L'eau du lac était devenue rouge du sang de l'affreux poisson et Line répugna à la traverser, récupérant au passage son épée qui gisait dans la vase. La créature magique la rejoignit bientôt et déposa de la poussière de fée sur ses blessures dont la cicatrisation s'accéléra mais qui lui laissèrent à vie des marques sur le dos. Epuisée, elle s'allongea et regarda le soleil de fin d'après-midi. Son amie se précipita pour soigner Giro et veiller sur Zinéta. Line se releva sur son coude pour la regarder faire. Quand elle vit que ces deux autres compagnons avaient les yeux ouverts, elle soupira d'aise et avec difficulté se leva pour les rejoindre. Mais à peine avait-elle fait un pas qu'elle s'étala de tout son long. Un grognement s'échappait de sa gorge quand son regard se posa sur un étrange objet d'argent. Il était de forme ronde, trois branches liées en une voûte comme si elles étaient censées maintenir une sphère en place. Elle rejoignit ses amis.
- Regardez ce que j'ai trouvé.
- Qu'est-ce que c'est ? demanda Giro qui venait de se relever et gardait une main sur son torse, là où les lacérations cicatrisaient.
- On dirait un bouclier protecteur, remarqua Zinéta. C'est censé protéger des objets de toute sorte de chocs.

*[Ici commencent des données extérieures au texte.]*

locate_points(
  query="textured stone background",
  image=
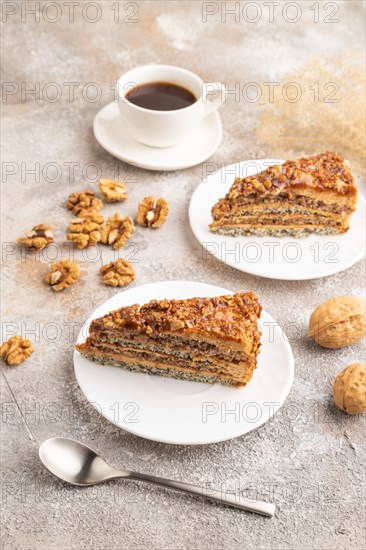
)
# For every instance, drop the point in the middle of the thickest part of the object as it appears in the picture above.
(310, 458)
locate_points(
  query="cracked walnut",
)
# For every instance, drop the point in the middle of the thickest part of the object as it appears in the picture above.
(62, 275)
(39, 237)
(84, 203)
(118, 273)
(85, 231)
(112, 190)
(152, 212)
(16, 350)
(117, 230)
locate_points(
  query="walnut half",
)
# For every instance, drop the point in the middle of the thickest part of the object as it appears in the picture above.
(62, 275)
(85, 231)
(117, 230)
(39, 237)
(152, 212)
(113, 191)
(16, 350)
(83, 203)
(119, 273)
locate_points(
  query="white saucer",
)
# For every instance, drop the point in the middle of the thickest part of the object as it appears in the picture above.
(110, 134)
(178, 411)
(283, 258)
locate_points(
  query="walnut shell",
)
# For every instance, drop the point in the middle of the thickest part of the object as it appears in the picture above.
(349, 389)
(338, 322)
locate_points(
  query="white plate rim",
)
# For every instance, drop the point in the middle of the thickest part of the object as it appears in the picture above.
(159, 166)
(250, 268)
(129, 428)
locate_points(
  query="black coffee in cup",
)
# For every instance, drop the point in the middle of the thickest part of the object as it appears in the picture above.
(161, 96)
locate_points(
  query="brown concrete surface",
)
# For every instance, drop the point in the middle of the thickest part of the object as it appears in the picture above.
(310, 458)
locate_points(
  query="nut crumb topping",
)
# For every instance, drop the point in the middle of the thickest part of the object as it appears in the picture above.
(85, 231)
(16, 350)
(118, 273)
(112, 190)
(39, 237)
(327, 171)
(232, 318)
(117, 230)
(152, 212)
(84, 203)
(62, 275)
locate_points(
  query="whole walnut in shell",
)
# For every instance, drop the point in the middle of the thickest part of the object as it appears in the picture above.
(349, 389)
(338, 322)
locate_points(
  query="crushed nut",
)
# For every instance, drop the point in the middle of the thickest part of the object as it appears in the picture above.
(39, 237)
(113, 191)
(84, 203)
(62, 275)
(117, 230)
(85, 231)
(152, 212)
(176, 324)
(119, 273)
(16, 350)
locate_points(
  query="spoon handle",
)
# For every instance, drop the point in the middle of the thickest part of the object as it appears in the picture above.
(263, 508)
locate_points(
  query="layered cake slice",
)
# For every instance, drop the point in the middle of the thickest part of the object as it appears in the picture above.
(200, 339)
(310, 195)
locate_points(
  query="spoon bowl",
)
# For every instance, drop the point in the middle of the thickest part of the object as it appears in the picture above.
(77, 464)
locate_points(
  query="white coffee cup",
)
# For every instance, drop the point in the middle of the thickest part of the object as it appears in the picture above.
(166, 128)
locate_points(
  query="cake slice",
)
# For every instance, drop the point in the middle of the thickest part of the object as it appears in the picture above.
(310, 195)
(200, 339)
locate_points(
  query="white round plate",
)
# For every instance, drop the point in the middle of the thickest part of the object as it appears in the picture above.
(178, 411)
(284, 258)
(111, 135)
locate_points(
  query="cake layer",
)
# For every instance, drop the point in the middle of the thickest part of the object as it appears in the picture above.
(313, 194)
(192, 346)
(228, 320)
(278, 230)
(255, 206)
(178, 368)
(169, 353)
(208, 339)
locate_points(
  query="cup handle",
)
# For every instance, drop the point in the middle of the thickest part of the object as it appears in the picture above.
(209, 88)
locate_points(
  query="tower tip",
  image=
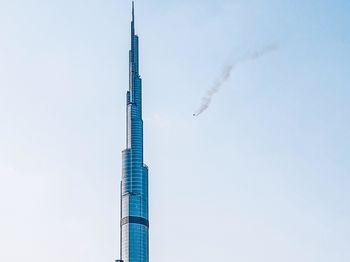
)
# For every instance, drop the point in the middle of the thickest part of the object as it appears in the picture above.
(133, 12)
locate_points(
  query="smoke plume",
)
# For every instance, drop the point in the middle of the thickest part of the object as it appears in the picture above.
(226, 73)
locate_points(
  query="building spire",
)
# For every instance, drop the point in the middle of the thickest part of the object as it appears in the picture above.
(133, 12)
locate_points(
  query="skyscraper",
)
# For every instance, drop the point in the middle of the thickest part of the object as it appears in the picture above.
(134, 185)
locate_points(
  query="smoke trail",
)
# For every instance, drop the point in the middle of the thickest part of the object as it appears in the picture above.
(225, 76)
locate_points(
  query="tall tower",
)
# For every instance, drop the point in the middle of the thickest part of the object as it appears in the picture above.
(134, 185)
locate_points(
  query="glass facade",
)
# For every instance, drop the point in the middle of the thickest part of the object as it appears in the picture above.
(134, 185)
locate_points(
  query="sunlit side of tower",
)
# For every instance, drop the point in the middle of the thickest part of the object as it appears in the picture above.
(134, 223)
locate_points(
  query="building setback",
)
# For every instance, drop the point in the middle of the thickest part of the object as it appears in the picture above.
(134, 224)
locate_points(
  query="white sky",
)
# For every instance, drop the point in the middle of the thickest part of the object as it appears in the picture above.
(262, 175)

- Tu veux dire que ça pourrait contenir le sabre ou la pelle ? s'exclama Line.
- Je l'ai aperçu au fond de sa gorge…, dit la fée que ce souvenir n'enchantait guère.

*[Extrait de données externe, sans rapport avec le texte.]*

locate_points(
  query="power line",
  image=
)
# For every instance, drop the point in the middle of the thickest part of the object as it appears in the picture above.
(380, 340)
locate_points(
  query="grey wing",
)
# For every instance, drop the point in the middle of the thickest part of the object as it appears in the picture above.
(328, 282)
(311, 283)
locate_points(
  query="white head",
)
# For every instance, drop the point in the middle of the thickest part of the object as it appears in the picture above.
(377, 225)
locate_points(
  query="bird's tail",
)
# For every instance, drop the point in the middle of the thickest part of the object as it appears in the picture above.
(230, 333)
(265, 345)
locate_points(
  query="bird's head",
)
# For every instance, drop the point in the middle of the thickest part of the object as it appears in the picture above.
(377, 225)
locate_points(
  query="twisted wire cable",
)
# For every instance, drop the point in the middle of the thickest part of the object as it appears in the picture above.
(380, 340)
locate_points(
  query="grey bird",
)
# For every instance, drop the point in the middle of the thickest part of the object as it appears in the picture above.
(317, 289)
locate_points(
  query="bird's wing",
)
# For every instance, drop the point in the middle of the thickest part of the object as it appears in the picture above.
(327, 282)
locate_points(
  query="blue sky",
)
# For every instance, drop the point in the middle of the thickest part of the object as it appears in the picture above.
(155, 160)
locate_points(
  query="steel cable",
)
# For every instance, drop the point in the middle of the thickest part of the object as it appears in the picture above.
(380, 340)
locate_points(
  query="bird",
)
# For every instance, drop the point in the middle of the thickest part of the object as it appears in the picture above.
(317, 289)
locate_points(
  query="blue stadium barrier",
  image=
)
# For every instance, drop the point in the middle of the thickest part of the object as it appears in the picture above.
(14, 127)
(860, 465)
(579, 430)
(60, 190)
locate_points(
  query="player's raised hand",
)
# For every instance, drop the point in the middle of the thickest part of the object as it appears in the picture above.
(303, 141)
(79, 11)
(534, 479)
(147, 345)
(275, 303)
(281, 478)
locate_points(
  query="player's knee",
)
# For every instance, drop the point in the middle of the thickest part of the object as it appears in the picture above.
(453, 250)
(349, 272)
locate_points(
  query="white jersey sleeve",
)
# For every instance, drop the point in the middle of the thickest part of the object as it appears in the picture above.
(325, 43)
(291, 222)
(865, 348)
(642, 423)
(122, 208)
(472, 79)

- Ca doit être ça alors mais où est l'artefact ? demanda Zinéta. Regardez ! dit-elle en redressant sur son séant.
Contre l'une des branches du bouclier, un bout de parchemin était collé. L'écriture était délavée mais on pouvait lire « Je l'ai ! Vous …».
- Oh non… quelqu'un est passé avant nous… Comment allons-nous le retrouver ! dit Giro, exprimant tout haut la pensée de tous.
Ils se regardèrent les uns les autres, le désespoir s'emparant peu à peu d'eux. Ils n'avaient croisé aucun humain depuis leur arrivée alors ils doutaient de pouvoir trouver des réponses à leurs questions autrement qu'en se jetant dans la gueule du loup. Pourtant il fallait qu'ils obtiennent le pouvoir de vaincre… Sinon le monde ne serait jamais sauvé.